COEUR d'ALENE - For those craving a taste of Kazakhstan on Saturday, perhaps some baursaki, Lakes Magnet Middle School had it.

"(Baursaki) is made at parties and for big festivals and events," said Lakes math teacher Keri Wendt. "It's just got milk and flour, (and) it's basically a fry bread."

It was only appropriate to have some of it at this year's fourth annual Multicultural Faire at the school.

Wendt taught at an international school in Kazakhstan two years ago, and she said the people there always greet their friends with food.

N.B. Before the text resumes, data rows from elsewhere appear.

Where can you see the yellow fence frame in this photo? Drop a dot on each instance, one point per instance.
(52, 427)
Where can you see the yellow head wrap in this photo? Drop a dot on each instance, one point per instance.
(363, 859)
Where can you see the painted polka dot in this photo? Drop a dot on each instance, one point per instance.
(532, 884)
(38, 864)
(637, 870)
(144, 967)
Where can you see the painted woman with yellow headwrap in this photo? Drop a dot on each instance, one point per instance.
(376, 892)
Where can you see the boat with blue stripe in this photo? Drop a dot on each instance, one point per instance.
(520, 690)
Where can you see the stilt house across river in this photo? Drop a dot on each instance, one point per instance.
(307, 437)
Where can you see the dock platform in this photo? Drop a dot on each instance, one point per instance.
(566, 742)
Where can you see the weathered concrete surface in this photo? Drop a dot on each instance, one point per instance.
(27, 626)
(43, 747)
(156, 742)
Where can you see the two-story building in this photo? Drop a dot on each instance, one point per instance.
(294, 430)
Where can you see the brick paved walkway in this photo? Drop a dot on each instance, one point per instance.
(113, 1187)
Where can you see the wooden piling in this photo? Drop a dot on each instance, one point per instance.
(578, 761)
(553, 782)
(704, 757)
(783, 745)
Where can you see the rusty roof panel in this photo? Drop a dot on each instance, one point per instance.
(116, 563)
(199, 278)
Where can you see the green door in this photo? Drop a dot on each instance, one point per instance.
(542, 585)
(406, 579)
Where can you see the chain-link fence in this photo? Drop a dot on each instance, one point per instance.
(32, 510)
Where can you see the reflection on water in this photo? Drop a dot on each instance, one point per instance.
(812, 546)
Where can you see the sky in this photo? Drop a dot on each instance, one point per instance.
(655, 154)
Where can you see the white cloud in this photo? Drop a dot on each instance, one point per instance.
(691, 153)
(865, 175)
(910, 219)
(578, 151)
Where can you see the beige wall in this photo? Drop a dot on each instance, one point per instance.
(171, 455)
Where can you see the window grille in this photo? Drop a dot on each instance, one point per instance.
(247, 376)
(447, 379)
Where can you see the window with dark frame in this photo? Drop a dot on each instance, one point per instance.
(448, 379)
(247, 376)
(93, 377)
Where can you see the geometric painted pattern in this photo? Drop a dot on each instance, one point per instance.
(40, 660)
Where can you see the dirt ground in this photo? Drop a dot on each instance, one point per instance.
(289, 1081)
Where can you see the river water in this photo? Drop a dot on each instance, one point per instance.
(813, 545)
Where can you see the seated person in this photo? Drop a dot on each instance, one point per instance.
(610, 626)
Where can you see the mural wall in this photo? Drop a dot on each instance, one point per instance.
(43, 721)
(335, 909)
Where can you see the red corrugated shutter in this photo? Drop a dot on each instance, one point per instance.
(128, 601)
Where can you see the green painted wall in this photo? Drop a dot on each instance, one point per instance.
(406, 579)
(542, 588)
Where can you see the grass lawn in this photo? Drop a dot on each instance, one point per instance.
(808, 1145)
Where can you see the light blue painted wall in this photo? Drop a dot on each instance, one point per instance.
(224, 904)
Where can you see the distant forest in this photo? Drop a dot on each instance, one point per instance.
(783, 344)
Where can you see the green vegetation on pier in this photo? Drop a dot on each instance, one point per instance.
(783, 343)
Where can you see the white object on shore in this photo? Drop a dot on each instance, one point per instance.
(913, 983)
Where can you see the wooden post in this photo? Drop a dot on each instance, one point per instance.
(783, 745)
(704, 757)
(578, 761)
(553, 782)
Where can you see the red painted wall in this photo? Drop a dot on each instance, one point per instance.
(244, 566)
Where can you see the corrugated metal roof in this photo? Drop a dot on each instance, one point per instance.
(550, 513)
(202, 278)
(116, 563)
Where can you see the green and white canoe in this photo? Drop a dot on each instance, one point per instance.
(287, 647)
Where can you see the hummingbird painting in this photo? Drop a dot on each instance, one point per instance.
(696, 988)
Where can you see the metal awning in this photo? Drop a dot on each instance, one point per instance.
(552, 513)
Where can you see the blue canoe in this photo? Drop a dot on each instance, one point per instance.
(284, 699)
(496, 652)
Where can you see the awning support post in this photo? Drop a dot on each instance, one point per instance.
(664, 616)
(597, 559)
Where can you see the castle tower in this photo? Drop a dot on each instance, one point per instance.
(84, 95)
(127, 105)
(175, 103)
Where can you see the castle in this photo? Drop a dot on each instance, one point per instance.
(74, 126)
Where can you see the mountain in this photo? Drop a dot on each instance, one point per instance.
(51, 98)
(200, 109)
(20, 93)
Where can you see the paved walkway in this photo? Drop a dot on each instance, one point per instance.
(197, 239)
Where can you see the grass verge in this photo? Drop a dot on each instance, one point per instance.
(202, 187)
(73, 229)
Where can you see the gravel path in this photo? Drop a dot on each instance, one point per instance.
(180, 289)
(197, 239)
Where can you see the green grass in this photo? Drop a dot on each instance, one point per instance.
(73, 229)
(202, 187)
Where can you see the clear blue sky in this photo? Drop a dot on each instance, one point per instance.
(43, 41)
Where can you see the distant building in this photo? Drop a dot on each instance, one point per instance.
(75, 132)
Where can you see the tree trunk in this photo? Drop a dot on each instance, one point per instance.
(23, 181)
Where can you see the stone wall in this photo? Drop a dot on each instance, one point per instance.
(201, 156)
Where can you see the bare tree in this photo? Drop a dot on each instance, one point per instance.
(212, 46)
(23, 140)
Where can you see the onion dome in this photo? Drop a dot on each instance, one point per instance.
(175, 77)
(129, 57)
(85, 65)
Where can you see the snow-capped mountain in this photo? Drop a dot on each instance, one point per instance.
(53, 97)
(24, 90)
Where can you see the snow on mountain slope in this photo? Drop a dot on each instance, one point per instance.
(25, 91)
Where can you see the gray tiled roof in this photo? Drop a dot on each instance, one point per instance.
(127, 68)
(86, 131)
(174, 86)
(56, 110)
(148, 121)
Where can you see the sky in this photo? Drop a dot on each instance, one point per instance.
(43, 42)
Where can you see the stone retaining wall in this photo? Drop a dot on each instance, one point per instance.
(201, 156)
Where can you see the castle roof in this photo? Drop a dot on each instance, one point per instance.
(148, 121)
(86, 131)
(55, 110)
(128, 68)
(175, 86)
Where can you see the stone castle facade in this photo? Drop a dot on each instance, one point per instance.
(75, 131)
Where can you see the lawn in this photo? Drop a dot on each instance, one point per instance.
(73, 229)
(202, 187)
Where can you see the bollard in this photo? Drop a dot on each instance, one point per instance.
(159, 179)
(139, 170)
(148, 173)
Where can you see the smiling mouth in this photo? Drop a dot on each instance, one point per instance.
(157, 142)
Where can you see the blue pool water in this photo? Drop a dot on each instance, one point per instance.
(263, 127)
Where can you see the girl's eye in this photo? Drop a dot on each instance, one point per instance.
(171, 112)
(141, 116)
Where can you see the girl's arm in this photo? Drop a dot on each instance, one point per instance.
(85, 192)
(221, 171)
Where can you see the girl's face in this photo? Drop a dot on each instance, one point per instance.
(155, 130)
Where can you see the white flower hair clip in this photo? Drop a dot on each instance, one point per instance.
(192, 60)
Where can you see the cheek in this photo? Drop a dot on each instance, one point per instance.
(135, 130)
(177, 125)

Dave Eubanks, a retired Lakes teacher and founder and organizer of the annual fair, said this was the first year visitors could learn about Kazakhstan. South Africa and New Zealand also had booths for the first time.

Kristin Odenthal, a sixth-grade teacher at Lakes, didn't have any vuswa to offer hungry visitors to the South Africa booth. But having spent two years working in the country for the Peace Corps, she was able to serve up plenty of information about the country.

"The people are just amazingly friendly," she said. "The kids wanted to learn. I was in a classroom where there were like 70 kids. They'd be sitting on cardboard boxes, and you wouldn't hear a peep out of them. They would be looking straight up at the teacher wanting to learn."

She helped teachers there, working at seven primary schools.

At her booth she also was showing off beadwork done by women in a village she was in.

Lakes sixth-grade teacher Lisa Barnett had the New Zealand booth. She was a student teacher in New Zealand last year.

"I was living in the north island," she said. "Some of the things I learned about was the Maori culture - they are the natives that live there."

Her New Zealand displays included Maori poi balls, a traditional dance tool; a rugby ball from the national team, the All Blacks; some works by New Zealand artists and some books.

"It's known as an adrenaline junkie place," Barnett said.

The Multicultural Faire was a celebration of different cultures, bringing people from throughout North Idaho together to share music, food, clothing, crafts, dance and folklore.